篠山市の中心部を抜けて野路菊が咲く県道を西に進む。その後県道を外れて、舞鶴若狭自動車道に沿うように山道を登る。暫く行くとのどかな山間に湖が現れる。佐中ダムだ。実は今回の遠出の主な目的はここでヘラブナを釣る事であった。
佐中ダムは小さなダムである。下流の田畑に水を供給するのが目的の言わば溜池だ。上流部には桟橋があるので釣り易くなっている。晴天の五月だ、平日とは言え7、8人の釣り客がいた。僕も釣り料を払って桟橋に入座した。ヘラブナ釣りは底釣りと宙釣りに大別できるが、深いので宙釣りで始める。釣れてくれるだろうか・・。
餌を打つこと7、8投目のこと、浮きが消し込んだ。竿が弓形にしなる、手ごたえは良い。30cmぐらいの綺麗なヘラブナが釣れて来た。丹波のヘラブナを釣るという目的は達成できた。その後約3時間でなんとか10枚程釣って竿をしまった。ヘボ釣り師にも寛容な丹波のヘラブナに感謝しつつ帰路に着いた。
兵庫: 2005年5月アーカイブ
デカンショ街道は走りやすい道だ。デカンショ街道とは国道372号線の通称である。京都府と兵庫県の山間部を走るこの道は阪神淡路大震災の直後には、救援物資を運ぶ為の言わば生命線にもなった道だ。その日、僕は田植えが済んだばかりのデカンショの好道を独り西に走った。道は空いていて、山は新緑、空は青い。美味い空気はタダだ。
京都から車で約1時間半、辿り着いたのは丹波の城下町、篠山市だ。旧街道の京都への入り口であった町ををチョット歩いてみた。町の所々に「のじぎく国体」という文字が見えた。どうやら来年の国体は兵庫県で行われるらしく、「のじぎく」とは野路菊で兵庫の県花だ。篠山藩主「青山」の名を取った青山通り商店街は文字通り町のメインストリートである。失礼ではあるが、商店街の規模と充実ぶりには驚いてしまった。丹波の旨い食材は何でも揃いそうだ。
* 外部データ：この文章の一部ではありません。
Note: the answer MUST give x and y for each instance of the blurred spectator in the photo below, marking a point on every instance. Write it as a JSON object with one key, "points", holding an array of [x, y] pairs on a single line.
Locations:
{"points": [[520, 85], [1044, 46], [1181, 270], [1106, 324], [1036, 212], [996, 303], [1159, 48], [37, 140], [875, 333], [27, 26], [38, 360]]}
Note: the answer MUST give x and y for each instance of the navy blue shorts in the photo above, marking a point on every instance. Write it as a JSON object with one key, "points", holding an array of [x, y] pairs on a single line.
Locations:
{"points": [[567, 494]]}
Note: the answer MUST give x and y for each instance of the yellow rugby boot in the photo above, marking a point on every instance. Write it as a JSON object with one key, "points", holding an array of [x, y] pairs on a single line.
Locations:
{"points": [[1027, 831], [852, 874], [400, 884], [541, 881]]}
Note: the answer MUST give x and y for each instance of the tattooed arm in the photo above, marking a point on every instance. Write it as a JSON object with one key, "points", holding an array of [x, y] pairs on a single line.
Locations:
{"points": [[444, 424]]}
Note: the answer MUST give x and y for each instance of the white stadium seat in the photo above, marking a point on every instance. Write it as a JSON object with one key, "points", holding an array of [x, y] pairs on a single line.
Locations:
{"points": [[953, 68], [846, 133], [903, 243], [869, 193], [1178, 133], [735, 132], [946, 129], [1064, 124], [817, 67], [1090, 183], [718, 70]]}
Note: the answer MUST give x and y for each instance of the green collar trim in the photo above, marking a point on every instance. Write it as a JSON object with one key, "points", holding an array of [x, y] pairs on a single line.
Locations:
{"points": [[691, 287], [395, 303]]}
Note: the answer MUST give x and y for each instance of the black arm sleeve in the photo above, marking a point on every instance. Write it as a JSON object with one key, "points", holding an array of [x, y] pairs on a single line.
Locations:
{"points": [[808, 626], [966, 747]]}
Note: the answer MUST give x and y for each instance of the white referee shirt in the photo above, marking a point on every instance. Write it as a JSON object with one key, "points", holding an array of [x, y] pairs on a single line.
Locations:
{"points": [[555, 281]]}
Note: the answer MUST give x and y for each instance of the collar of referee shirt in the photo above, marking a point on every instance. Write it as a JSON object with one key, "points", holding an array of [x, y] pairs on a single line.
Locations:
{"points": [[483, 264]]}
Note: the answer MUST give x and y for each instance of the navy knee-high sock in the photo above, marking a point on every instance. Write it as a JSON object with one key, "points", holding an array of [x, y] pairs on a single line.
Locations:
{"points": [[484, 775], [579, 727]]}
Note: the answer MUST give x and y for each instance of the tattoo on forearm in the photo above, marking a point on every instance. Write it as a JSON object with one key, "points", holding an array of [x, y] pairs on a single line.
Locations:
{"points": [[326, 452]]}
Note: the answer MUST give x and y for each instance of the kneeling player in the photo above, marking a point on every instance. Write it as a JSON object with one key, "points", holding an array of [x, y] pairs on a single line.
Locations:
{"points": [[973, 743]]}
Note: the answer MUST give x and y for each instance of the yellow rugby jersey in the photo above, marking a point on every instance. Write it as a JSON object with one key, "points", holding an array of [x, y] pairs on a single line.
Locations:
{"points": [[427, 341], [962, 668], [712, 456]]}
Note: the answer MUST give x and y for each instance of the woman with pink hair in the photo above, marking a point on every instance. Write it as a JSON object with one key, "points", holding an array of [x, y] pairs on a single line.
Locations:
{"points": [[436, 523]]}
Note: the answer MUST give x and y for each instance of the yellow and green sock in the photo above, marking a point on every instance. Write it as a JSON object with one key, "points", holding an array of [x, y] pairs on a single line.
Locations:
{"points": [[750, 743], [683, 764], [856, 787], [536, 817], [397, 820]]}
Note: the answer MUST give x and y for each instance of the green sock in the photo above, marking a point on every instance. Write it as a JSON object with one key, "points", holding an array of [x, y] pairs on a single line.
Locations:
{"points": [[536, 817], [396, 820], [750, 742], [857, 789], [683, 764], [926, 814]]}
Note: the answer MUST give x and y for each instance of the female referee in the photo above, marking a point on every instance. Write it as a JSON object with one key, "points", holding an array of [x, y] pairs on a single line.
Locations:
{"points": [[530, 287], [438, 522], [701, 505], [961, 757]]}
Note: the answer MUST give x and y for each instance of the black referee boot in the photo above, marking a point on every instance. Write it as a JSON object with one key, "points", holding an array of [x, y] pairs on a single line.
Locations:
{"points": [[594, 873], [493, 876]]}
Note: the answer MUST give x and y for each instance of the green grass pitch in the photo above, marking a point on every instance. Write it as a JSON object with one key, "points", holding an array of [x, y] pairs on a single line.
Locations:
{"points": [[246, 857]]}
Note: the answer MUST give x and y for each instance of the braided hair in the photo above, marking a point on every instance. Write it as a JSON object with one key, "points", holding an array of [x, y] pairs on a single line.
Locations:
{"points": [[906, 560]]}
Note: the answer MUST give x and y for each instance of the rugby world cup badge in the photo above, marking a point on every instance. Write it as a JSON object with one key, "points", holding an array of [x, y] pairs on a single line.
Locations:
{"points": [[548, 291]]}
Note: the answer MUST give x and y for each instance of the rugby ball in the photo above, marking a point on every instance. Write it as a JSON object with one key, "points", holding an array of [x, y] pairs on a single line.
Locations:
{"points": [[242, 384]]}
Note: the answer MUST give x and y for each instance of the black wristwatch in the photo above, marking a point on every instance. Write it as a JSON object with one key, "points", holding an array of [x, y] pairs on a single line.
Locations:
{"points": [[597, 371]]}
青山通り商店街の外れに、河原町妻入り商家群がある。この日は月曜日であったのだが、商家群には人影が少なく、閉まっている店が多かった。たまに通る車や自転車を除けば自分しかいない、何だか映画のセットの中を歩いているみたいだった。その分人目を気にせず、写真が撮れた。
「妻入り」に代表される商家の多くは間口は5、6mだが、奥行きは40m以上あるのだそうだ。ずらりと並ぶ古い商家は当時の繁栄を思わせる。何だかガイドブックみたいな事を言っているが、道端に真っ白な野路菊が咲く篠山の町は本当に美しかった。しかし、まあ何だノスタルジー漂う丹波の城下町で、中年男一人と言うのは決して絵に成らない。